After a bus from Canberra to Sydney, a flight with a short wait in Fiji, another flight to Los Angeles, eight hours walking around in circles in LAX, another flight to Fort Lauderdale, a 12 hour wait in the low-cost carrier terminal then another flight to Lima, I was well and truly ready to sleep. I had been just over 50 hours in transit without a proper bed or shower.
Gotta love budget travel.
I only stayed in Lima long enough to wash, sleep and book my bus ticket to La Paz, for which I forked out $10 more for a cama seat. Well worth it. The 30 hour journey was a lot more pleasant and comfortable than the last two days of airport terminals and pressurized cabins.
Although largely uneventful, one of my fellow passengers decided to do number two in the toilet which is strictly for urine only. The hostess (luxury buses in South America have hostesses) had warned passengers against doing so on several occasions and absolutely lost it when she discovered the brown, stinky mess.
Throwing all training on customer service aside, she started yelling at us passengers about how disgusting we were and informed us that we now had to travel 30 hours without a toilet. After ranting and raving for several minutes, she told us she hoped we had an uncomfortable journey and stormed off.
Welcome to South America.
Upon arriving at the Bolivian border, I picked up a huge bottle of the delicious Peruvian Inca Kola to give to my suegro (girlfriend’s dad) for a present.

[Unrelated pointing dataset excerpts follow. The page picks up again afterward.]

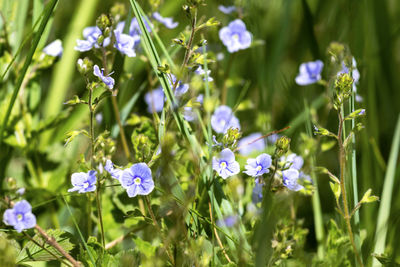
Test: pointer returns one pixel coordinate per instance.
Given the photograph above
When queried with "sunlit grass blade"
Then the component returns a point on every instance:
(386, 196)
(79, 232)
(65, 68)
(318, 220)
(49, 10)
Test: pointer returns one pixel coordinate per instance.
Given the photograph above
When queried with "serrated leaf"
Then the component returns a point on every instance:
(33, 252)
(72, 134)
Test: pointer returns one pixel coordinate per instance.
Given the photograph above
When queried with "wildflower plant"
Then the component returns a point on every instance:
(170, 156)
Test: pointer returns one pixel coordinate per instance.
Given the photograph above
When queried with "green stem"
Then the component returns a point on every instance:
(342, 162)
(98, 184)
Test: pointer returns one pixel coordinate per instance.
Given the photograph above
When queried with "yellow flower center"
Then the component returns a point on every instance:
(223, 165)
(137, 181)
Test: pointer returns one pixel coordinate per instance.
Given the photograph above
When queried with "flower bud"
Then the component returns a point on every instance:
(282, 146)
(103, 22)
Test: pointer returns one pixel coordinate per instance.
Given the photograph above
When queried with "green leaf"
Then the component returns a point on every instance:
(72, 134)
(367, 198)
(145, 247)
(33, 252)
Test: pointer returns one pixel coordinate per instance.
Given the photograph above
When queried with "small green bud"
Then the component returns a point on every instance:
(282, 146)
(231, 137)
(84, 65)
(118, 11)
(343, 87)
(103, 21)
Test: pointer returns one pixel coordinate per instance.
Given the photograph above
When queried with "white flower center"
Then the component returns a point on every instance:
(223, 165)
(137, 181)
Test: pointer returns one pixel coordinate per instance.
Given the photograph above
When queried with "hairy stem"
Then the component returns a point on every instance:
(52, 242)
(190, 43)
(98, 184)
(342, 162)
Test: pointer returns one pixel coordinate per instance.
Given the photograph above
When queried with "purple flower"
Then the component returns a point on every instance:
(168, 22)
(226, 9)
(20, 216)
(137, 180)
(273, 138)
(246, 149)
(235, 36)
(126, 43)
(155, 100)
(54, 49)
(21, 191)
(223, 119)
(200, 71)
(115, 173)
(226, 165)
(290, 178)
(256, 195)
(310, 72)
(107, 80)
(83, 182)
(258, 166)
(292, 161)
(91, 34)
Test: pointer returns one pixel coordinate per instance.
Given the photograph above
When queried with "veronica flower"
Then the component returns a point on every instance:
(137, 180)
(245, 148)
(21, 191)
(83, 182)
(115, 173)
(155, 100)
(310, 72)
(223, 119)
(20, 216)
(126, 43)
(235, 36)
(200, 71)
(292, 161)
(290, 179)
(54, 49)
(168, 22)
(258, 166)
(226, 165)
(256, 195)
(107, 80)
(226, 9)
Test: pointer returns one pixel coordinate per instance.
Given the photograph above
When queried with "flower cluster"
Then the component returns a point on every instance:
(20, 216)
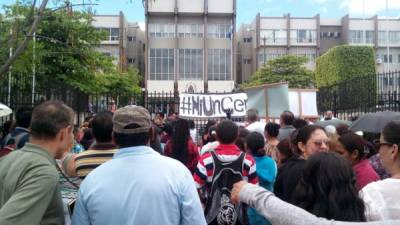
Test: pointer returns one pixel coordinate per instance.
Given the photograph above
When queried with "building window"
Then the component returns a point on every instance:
(273, 36)
(268, 57)
(190, 64)
(328, 35)
(303, 36)
(131, 38)
(106, 53)
(162, 30)
(394, 37)
(247, 61)
(112, 34)
(161, 64)
(247, 40)
(385, 58)
(219, 31)
(190, 30)
(219, 64)
(357, 36)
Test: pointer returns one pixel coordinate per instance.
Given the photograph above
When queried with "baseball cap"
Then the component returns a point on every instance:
(131, 115)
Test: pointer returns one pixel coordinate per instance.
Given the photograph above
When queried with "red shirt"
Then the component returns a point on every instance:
(365, 174)
(193, 154)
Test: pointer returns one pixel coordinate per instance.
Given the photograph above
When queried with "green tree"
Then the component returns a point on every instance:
(288, 68)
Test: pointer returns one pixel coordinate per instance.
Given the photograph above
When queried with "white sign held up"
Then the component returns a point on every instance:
(212, 105)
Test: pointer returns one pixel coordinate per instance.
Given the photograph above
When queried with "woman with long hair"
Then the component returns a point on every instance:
(306, 141)
(355, 150)
(271, 132)
(382, 197)
(327, 189)
(181, 147)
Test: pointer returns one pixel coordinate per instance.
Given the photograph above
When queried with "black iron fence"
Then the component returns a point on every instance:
(360, 95)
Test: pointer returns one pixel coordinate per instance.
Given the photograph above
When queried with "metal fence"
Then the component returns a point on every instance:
(360, 95)
(83, 104)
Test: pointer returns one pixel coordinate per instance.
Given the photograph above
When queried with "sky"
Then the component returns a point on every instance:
(248, 9)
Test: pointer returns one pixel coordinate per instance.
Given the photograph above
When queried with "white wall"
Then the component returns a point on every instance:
(308, 24)
(198, 86)
(106, 21)
(220, 86)
(392, 25)
(273, 23)
(191, 6)
(160, 85)
(330, 22)
(161, 5)
(220, 6)
(361, 24)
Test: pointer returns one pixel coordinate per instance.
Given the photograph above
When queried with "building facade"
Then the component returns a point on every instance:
(267, 38)
(190, 46)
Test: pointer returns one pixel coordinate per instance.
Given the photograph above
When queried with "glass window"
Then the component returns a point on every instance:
(191, 64)
(219, 62)
(161, 64)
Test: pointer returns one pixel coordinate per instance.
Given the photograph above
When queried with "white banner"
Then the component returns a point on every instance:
(212, 105)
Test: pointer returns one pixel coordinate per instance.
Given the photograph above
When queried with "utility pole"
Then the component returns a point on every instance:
(264, 41)
(34, 69)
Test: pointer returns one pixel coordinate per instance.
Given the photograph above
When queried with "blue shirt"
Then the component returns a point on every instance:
(139, 186)
(266, 171)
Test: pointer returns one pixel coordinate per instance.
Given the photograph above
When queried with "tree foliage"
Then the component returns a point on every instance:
(288, 68)
(65, 49)
(344, 62)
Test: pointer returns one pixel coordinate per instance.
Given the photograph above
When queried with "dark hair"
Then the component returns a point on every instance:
(391, 132)
(303, 135)
(287, 117)
(131, 140)
(352, 142)
(167, 128)
(49, 118)
(285, 150)
(299, 123)
(252, 115)
(87, 138)
(243, 132)
(6, 127)
(23, 117)
(255, 142)
(327, 189)
(342, 129)
(272, 129)
(227, 132)
(102, 126)
(180, 140)
(76, 129)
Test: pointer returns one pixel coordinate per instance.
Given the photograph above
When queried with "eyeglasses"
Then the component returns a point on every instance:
(320, 142)
(379, 144)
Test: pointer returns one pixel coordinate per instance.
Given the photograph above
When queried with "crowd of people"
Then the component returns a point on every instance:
(124, 167)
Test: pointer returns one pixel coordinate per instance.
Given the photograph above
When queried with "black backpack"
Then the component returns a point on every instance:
(219, 208)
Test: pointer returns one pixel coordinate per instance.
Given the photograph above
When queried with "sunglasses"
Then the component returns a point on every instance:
(320, 142)
(379, 144)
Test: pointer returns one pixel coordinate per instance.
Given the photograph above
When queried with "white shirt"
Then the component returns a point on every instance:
(256, 126)
(382, 199)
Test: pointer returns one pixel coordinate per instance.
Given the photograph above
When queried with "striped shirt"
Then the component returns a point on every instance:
(88, 160)
(205, 168)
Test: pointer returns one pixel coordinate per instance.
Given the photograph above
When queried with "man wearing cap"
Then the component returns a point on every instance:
(138, 186)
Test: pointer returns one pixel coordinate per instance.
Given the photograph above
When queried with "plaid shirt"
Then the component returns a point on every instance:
(205, 168)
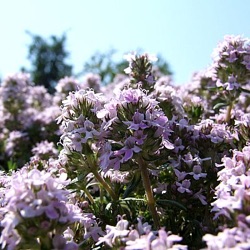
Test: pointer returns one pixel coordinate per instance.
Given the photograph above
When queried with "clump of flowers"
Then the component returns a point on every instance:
(38, 213)
(232, 202)
(140, 237)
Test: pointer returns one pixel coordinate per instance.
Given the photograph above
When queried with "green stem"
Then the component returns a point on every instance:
(148, 191)
(86, 191)
(228, 115)
(104, 184)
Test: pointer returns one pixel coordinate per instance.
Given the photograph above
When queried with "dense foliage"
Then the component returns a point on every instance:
(139, 163)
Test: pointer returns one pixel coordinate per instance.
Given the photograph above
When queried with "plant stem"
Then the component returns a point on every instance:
(228, 115)
(86, 191)
(104, 184)
(148, 191)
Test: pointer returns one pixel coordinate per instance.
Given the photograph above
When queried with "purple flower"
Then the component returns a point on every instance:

As is often the case in Bolivia, the minivan was full of campesinos (country folk) who smelt terrible because they have little access to running water and are unable to bathe.
Just as I had forgiven the campesinos, we stopped at a mile long traffic jam. Stuck in traffic for at least an hour, I jumped off the van along with other passengers to stretch my legs. Once the road finally cleared up and we set off, I noticed my bottle of Inca Kola was missing.
Several people on the bus had bottles of Inca Kola (it’s often brought back from the Peruvian border as a delicacy) so I was unable to pinpoint the culprit. Upon arriving in La Paz, the sympathetic bus driver helped me look under the seats before declaring that one of the Peruvians must have stolen it.
Many Bolivians consider Peruvians to be thieves so this was a logical conclusion. The incident was a timely reminder that petty theft is rampant around these parts so I must remain alert at all times.